Wanted to follow up so I dug more into this by seeing if I could repro this with just scikit-learn. I couldn't 😭:

from sklearn.linear_model import LogisticRegression
import string
from sklearn.utils import check_random_state
from evalml.utils.gen_utils import (
    _convert_to_woodwork_structure,
    _convert_woodwork_types_wrapper
)

random_state = check_random_state(0)
evalml_params = {'C': 1.0, 'class_weight': None, 'dual': False, 'fit_intercept': True, 'intercept_scaling': 1, 
                 'l1_ratio': None, 'max_iter': 100,
                 'multi_class': 'auto', 'n_jobs': 1, 'penalty': 'l2', 'random_state': random_state,
                 'solver': 'lbfgs', 'tol': 0.0001, 'verbose': 0, 'warm_start': False}
log_classifier_sk = LogisticRegression(**evalml_params)
# log_classifier_sk = LogisticRegression(random_state=random_state, penalty='l2', C=1.0, n_jobs=1, multi_class='auto', solver='lbfgs')
X = random_state.random((X.shape[0], len(string.printable)))
col_names = ['column_{}'.format(ascii_char) for ascii_char in string.printable]
X = pd.DataFrame(X, columns=col_names)
X = _convert_to_woodwork_structure(X)
X = _convert_woodwork_types_wrapper(X.to_dataframe())
y = _convert_to_woodwork_structure(y)
y = _convert_woodwork_types_wrapper(y.to_series())
log_classifier_sk.fit(X, y)

This works fine... but using EvalML doesn't:

from evalml.pipelines import LogisticRegressionClassifier
X, y = X_y_multi()
log_classifier = LogisticRegressionClassifier(random_state=0, penalty='l2', C=1.0, n_jobs=1, 
                                              multi_class='auto', solver='lbfgs')
X = check_random_state(0).random((X.shape[0], len(string.printable)))
col_names = ['column_{}'.format(ascii_char) for ascii_char in string.printable]
X = pd.DataFrame(X, columns=col_names)
log_classifier.fit(X, y)

Ugh!

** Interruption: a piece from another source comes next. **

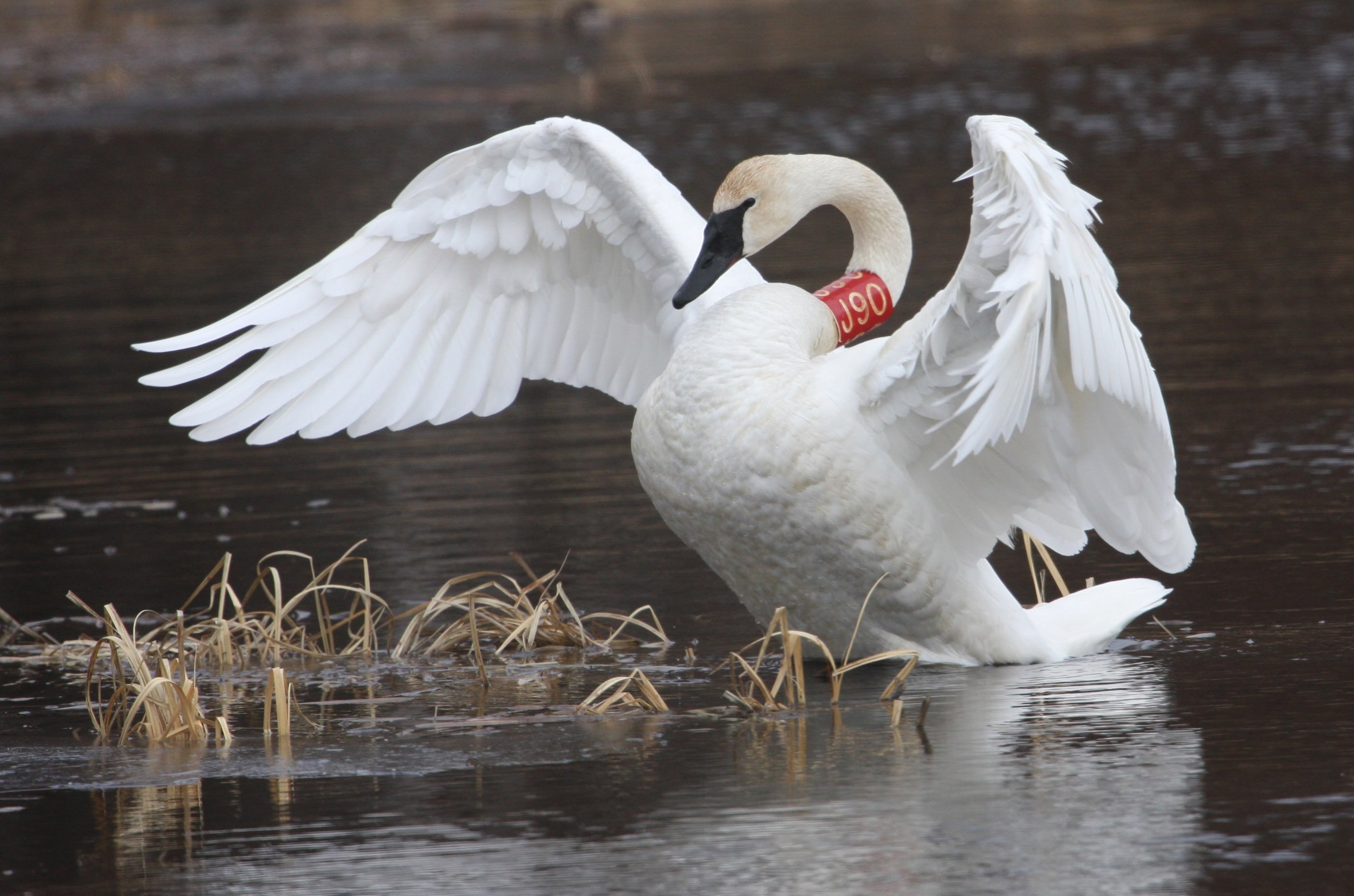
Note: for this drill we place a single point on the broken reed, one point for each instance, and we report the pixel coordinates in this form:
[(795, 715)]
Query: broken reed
[(749, 689), (159, 699), (1039, 576), (154, 694), (615, 694), (499, 609), (228, 634)]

I tried debugging but am quite stuck. Could be of interest to note that https://github.com/scikit-learn/scikit-learn/pull/18711 fixes this issue. This mean that upgrading scikit-learn to >0.24.0 could resolve this?

angela97lin commented 3 years ago

Update: let's hold off on this for now, and see if updating scikit-learn to >0.24.0 resolves this issue.